The Bush Administration is reported to be outraged.
Pakistan's credibility as a leading ally in the war on terrorism was called into question last night when it emerged that President Pervez Musharraf's government had authorised the release from jail of thousands of Taliban fighters caught fighting coalition forces in Afghanistan.
Five years after American-led coalition forces overthrew the Taliban during Operation Enduring Freedom, United States officials have been horrified to discover that thousands of foreign fighters detained by Pakistan after fleeing the battleground in Afghanistan have been quietly released and allowed to return to their home countries.
Pakistani lawyers acting for the militants claim they have freed 2,500 foreigners who were originally held on suspicion of having links to al-Qa'eda or the Taliban over the past four years.
The mass release of the prisoners has provoked a stern rebuke to the Musharraf regime from the American government. "We have repeatedly warned Pakistan over arresting and then releasing suspects," said a US diplomat in Islamabad. "We are monitoring their response with great concern."
Of course, that's not what the Bush Administration is saying in public. In fact, the U.S. has endorsed Pakistan's peace treaty with the Taliban.
WASHINGTON, Sept 15: The United States believes that the agreement the government recently signed with pro-Taliban tribal chiefs in Waziristan has the `potential to work'.
In a policy speech at the School of Advanced International Studies here, Assistant Secretary of State Richard Boucher endorsed the deal as an effort to get tribal support to defeat terrorism.
...
He declared that no country had done more than Pakistan in the war against terror.

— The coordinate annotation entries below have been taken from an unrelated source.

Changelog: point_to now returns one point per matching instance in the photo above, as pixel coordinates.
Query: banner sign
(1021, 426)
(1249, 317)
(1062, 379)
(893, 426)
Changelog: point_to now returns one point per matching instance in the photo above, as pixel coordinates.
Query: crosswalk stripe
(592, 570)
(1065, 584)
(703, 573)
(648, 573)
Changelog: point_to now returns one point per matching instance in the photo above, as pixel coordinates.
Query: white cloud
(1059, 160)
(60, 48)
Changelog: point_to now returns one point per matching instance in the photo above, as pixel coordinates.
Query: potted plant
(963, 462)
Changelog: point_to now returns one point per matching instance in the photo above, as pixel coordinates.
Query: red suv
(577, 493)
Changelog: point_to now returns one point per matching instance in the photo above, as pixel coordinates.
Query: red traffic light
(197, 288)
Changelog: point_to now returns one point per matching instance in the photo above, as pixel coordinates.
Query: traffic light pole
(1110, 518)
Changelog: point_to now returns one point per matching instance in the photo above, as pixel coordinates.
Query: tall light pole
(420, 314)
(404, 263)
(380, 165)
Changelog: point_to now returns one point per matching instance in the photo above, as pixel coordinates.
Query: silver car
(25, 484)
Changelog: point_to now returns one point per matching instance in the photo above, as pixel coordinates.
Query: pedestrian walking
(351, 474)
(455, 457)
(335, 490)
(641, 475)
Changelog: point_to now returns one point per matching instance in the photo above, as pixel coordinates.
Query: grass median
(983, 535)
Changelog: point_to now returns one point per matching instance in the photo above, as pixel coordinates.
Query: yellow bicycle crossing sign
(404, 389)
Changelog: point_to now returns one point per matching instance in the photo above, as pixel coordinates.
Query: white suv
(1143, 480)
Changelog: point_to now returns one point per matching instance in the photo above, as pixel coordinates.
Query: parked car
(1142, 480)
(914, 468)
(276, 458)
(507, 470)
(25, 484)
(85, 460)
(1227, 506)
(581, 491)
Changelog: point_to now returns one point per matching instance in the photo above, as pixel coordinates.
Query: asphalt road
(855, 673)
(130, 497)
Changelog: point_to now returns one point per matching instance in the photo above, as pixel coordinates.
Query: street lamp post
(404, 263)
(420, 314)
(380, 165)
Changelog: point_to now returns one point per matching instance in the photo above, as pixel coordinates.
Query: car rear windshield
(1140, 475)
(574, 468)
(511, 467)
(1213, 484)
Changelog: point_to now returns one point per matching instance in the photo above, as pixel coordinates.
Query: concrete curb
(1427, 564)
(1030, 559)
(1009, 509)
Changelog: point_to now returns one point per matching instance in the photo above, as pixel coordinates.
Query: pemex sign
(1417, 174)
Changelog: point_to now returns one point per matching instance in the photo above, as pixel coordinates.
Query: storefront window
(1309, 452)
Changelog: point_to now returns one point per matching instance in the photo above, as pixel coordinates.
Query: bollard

Noting that the government had carved out a new strategy to deal with the cross-border activities of Taliban and Al Qaeda sympathisers, Mr Boucher said: "The agreement really has the potential to work."
There is also concern that other tribal areas along Pakistan's border with Afghanistan will try for similar deals with the Musharraf government and that the Taliban will be able to form a de facto state out of Waziristan, other Pakistani tribal areas and areas of southern Afghanistan, including Farah Province on the border with Iran.
KABUL, Afghanistan -- As NATO troops exert pressure on Taliban forces in southern Afghanistan, militants have regrouped in western provinces and ignited violence that has killed a dozen people in two days, officials said yesterday.
Afghan and NATO officials fear that Farah province, which borders Iran and is twice the size of Maryland, could become a Taliban sanctuary if military power isn't used to crush the militant threat quickly. Farah is a predominantly Pashtun area where people have ethnic links to the Taliban militia.